Talvez tenha sido sincronicidade ler esse romance alemão um dia depois de ter assistido ao arrebatador filme de Woody Allen, Meia-noite em Paris [2011].  O que une estas duas obras é justamente a visita que se faz a uma época passada [cada qual num século e em países diferentes], a um específico local que borbulha com novas idéias, teorias.  Em ambas as obras sentimos a eletricidade dos principais pensadores que se interconectam, trocam idéias, se referem uns aos outros e nos fazem desejar que tivéssemos sido contemporâneos de seus protagonistas: Kant, Daguerre, Goethe, entram e saem das páginas desse romance com a facilidade com que uma limusine leva Gil [Owen Wilson] das ruas de Paris contemporânea aos encontros com os mais famosos escritores e artistas radicados naquela cidade nas primeiras décadas do século XX.

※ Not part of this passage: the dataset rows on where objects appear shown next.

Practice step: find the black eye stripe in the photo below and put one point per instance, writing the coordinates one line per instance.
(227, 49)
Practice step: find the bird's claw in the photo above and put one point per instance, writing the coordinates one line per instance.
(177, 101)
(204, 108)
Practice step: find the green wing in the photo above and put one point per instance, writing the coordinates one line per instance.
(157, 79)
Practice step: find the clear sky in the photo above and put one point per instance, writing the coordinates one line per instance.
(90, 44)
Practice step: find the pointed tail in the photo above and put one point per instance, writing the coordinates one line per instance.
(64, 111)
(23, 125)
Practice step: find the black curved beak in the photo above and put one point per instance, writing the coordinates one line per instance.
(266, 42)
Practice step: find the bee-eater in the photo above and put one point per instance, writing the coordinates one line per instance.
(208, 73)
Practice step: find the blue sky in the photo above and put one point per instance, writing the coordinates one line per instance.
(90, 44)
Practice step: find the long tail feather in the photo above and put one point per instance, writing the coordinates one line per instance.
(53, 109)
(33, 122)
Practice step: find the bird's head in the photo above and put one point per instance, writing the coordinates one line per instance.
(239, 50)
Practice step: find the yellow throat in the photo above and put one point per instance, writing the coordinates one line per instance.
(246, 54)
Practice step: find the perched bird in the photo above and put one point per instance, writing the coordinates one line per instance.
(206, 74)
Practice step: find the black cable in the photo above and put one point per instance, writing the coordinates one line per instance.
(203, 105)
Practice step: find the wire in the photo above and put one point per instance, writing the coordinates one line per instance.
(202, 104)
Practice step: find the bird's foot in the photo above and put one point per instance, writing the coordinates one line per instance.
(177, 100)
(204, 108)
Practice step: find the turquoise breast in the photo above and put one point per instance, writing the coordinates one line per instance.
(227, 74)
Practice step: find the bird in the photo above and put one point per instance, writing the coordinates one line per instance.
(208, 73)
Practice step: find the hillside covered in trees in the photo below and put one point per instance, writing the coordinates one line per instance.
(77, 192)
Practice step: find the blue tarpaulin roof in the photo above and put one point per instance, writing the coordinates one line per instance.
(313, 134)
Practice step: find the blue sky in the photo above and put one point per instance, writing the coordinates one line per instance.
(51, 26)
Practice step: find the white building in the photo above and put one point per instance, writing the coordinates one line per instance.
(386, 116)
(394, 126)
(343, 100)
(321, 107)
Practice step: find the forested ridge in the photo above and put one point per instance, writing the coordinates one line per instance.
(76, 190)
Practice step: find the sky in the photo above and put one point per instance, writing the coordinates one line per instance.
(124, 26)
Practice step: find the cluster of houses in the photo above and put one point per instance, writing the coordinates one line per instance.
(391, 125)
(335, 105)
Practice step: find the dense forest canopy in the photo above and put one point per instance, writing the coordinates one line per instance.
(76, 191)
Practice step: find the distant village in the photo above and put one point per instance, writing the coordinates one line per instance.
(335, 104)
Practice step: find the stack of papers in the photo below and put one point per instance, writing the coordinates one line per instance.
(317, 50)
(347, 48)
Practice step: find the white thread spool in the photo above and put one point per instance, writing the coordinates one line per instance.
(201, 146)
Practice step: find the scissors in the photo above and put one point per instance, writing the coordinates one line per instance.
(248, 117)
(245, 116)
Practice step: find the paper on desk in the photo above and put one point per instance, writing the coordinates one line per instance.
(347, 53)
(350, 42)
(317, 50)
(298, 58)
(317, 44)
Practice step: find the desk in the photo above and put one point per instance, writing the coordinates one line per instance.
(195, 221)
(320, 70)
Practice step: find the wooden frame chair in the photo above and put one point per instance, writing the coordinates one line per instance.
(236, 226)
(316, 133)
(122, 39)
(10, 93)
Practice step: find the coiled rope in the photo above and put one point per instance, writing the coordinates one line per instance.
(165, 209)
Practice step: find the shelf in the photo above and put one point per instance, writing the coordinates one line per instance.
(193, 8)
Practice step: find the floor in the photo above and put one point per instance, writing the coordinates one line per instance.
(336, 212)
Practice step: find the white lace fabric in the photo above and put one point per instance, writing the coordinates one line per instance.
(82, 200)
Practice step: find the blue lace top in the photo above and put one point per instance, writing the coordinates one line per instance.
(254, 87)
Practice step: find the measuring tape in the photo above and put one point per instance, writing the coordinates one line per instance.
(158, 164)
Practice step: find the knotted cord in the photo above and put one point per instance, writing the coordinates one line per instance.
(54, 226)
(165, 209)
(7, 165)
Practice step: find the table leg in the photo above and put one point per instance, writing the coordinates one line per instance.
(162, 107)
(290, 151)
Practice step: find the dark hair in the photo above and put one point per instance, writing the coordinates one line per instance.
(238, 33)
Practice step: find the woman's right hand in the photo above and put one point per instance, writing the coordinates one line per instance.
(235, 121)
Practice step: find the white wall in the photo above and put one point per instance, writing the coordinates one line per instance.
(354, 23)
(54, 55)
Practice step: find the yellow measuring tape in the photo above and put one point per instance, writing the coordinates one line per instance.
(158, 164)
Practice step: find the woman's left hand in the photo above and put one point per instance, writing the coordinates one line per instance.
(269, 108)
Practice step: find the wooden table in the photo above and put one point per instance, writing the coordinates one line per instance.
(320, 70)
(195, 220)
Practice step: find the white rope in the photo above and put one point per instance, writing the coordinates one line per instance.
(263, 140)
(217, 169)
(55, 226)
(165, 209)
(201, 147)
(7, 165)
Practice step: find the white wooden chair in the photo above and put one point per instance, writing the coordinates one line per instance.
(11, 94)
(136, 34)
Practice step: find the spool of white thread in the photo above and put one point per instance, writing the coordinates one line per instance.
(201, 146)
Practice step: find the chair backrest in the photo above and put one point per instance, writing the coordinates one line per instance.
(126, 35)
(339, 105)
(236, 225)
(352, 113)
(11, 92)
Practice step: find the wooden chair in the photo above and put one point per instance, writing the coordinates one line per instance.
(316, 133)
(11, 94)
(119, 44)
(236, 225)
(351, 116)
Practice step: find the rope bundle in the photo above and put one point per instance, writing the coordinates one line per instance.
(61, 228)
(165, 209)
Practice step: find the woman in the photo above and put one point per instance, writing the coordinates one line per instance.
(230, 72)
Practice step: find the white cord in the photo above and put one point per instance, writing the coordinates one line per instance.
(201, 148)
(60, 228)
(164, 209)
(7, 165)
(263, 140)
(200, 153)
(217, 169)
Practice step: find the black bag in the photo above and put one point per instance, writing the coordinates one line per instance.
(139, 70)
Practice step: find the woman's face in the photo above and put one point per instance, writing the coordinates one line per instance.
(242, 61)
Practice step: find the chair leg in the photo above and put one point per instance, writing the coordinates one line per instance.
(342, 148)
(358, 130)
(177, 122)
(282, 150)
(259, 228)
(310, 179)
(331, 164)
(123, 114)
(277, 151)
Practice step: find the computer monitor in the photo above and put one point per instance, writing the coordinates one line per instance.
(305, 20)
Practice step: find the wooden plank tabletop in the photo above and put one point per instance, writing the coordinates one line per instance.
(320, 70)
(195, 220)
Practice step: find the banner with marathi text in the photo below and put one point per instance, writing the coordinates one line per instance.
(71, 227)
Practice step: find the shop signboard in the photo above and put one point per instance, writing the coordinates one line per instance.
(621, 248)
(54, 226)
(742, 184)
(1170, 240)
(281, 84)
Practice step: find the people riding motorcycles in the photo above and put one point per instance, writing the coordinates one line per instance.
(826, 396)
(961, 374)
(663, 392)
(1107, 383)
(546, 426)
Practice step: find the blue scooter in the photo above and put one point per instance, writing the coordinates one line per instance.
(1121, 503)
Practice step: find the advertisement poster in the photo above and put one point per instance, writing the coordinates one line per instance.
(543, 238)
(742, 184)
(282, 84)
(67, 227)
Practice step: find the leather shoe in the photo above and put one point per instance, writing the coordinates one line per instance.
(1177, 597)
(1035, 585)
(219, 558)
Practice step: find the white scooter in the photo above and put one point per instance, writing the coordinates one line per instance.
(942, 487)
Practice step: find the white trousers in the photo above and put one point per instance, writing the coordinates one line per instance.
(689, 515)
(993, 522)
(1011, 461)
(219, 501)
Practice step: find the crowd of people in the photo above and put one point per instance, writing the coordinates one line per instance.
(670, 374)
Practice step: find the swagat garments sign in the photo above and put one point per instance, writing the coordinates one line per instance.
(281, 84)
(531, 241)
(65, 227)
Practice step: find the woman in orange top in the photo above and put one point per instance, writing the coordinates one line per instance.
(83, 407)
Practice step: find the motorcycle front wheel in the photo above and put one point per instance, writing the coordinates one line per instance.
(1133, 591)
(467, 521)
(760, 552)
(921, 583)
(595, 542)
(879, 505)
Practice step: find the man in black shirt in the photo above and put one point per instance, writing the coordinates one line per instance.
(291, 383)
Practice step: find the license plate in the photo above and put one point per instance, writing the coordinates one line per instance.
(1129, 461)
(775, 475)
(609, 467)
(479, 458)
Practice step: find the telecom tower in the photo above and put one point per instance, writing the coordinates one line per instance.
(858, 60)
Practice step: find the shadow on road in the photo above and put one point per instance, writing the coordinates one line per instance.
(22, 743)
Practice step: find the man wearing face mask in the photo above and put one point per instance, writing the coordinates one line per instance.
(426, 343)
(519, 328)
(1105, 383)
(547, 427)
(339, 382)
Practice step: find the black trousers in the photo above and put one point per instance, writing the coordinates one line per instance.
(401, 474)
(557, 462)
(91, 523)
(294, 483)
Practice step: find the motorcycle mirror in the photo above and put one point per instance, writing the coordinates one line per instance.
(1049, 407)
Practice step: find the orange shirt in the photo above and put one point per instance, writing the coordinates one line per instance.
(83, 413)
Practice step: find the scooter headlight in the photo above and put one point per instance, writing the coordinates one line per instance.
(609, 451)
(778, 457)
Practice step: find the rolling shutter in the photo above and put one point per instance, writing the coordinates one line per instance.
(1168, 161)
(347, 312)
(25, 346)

A medida do mundo é um romance baseado nas biografias de dois dos maiores cientistas que por razões diferentes saem de suas zonas de conforto e medem o mundo:  Humboldt vem para a América do Sul e mede tudo o que vê, das montanhas às margens dos rios.  Sua procura é incessante.  Ambientada no Novo Mundo a narrativa assume característica de uma aventura exacerbada por um realismo fantástico.  Gauss, por outro lado, nunca saiu de seu torrão natal: mede o mundo através de equações matemáticas ancoradas nas estrelas e por indução.  Assim como a narrativa de Humboldt parece espelhar a aventura sul-americana, o estilo literário que envolve a vida de Gauss reflete sua vida mais precisamente dimensionada. Suas vidas aparecem em capítulos intercalados, com uma narrativa bem-humorada e cativante, não se tem em nenhum momento a sensação de estranheza, mesmo tendo o autor deliberadamente diferenciado a maneira de retratá-los.

Daniel Kehlmann

Daniel Kehlmann trata todo o texto com cativante ironia e humor, além de fazer com poucas e precisas pinceladas, um retrato da efervescência intelectual da época.  Acabamos percebendo que mentes brilhantes podem vir em qualquer formato. As vidas de Gauss e Humboldt são comparadas e contrastadas dando-nos uma visão generosa das diferentes maneiras de se atingir objetivos pessoais. Esse não é um livro em que descobrimos detalhes biográficos da vida de cada cientista: essa não é a proposta.  Temos sim, ao final do romance, uma percepção rica das dificuldades corriqueiras da época, fartamente adubadas pela extraordinária imaginação do autor que nos lembra de cheiros e sons; do desconforto das viagens em carruagens, das dores de noites dormidas em desconfortáveis colchões;  da arrogância da nobreza e de sua filantropia.  Tudo retratado com leveza e ironia.  Uma leitura deliciosa diferente do que se poderia esperar de um romance histórico, de uma biografia ou até mesmo de um livro sobre cientistas.  Invista nessa leitura, não se arrependerá.